遊馬崎の説明によると狩沢は風邪を引いたらしい。

狩沢が風邪を引いたという話はほとんど聞かないので珍しい事だった。

今日は二人が何かのイベントに行くということは前々からしつこい位聞かされていたので

てっきりそれにつき合わされるのかと門田は思っていたのだが・・・。


後部座席から顔を出した遊馬崎の顔がフロントミラーに映る。

「いや、そのために二人を呼んだんじゃないんすよ。」


「?じゃあどこ目指すんだよ。早く言ってもらわねえと俺も車出しようがねえぞ。」

渡草が訝しがると遊馬崎は不思議そうに運転席を見つめる。


「何行ってるんすか。このメンバーで行くとしたら行き先は一つっすよ!!

狩沢さんをお見舞いに行くんす!!!」



少しの間だけ沈黙する車内。


「・・・あぁ。」

「・・・成る程な。」

沈黙も一瞬で終わり、渡草も門田も、当たり前のようにその提案を受け入れる。


「・・・確かにな。

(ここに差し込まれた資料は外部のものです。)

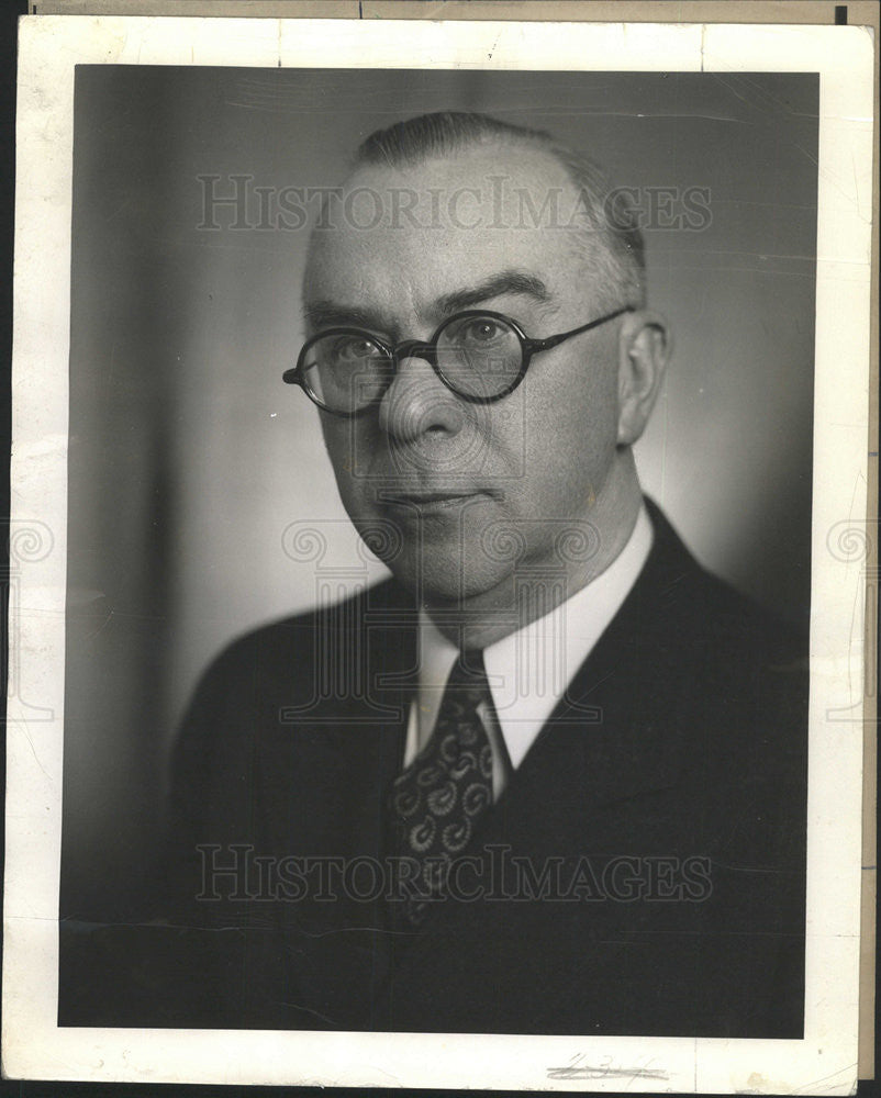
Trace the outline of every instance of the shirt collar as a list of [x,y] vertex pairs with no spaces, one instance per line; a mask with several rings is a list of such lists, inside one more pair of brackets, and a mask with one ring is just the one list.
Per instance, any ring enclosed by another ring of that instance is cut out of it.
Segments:
[[[576,672],[643,570],[654,539],[645,505],[618,556],[594,580],[544,617],[483,651],[490,693],[511,764],[516,769]],[[431,737],[457,649],[420,614],[417,747]]]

このメンツで揃って後ろに狩沢が居ないってのは・・・。」

「まーな。物足りないっつーか。何か違和感あるわ。」


頷く二人を後部座席から嬉しそうに眺めると遊馬崎は大声で叫ぶ。


「さすが分かってるっすね!!

じゃあ、さっそく『狩沢さんには内緒!突撃お見舞い作戦』スタートっす!!」

「・・・内緒っておい!!」

遊馬崎の発言に門田は目を剥いたが本人はまったく気にする様子が無い。


「まずはスーパーに行って色々お見舞い用の装備を調達するんすよー!!!」


ますますテンションを上げる遊馬崎をミラー越しに眺めながら呆れ気味に呟く。

「・・・装備ってお前・・・まったく・・・思いやりがあるのか無いのかわかんねえな。」

「ま、それならいっちょ、行きますか。」

渡草はサイドブレーキを下ろすと、ワゴンを発進させた。




ーーーーーーーーーーーーーーーーーーーーーーーーーーーーーーーーーー


閉じきったカーテンから光が透け、部屋の中を薄っすらと照らしている。

いつの間にかベットの中で狩沢はぐっすりと寝入っていた。

だが突如携帯が鳴り響き、狩沢の意識は覚醒する。


・・・・え、何うるさい・・・。


自分を取り巻く状況を一瞬忘れ、無理やり意識をこじ開けようとするノイズに嫌悪感を抱く。

だがややあって、自分がひどい体調不良で寝込んだこと

友達との外出をキャンセルしたことを思い出す。


・・・あ、ゆまっち?

まだ覚醒し切らない頭をもたげると、ベットから足を下ろす。

ひんやりとしたフローリングを足の裏に感じながら、薄暗い部屋を見渡す。

主人がいながらも、電気を点けずにいる部屋はひどく他人行儀で無機質に感じる。

そのままテーブルまで行くと点滅する携帯をつかむ。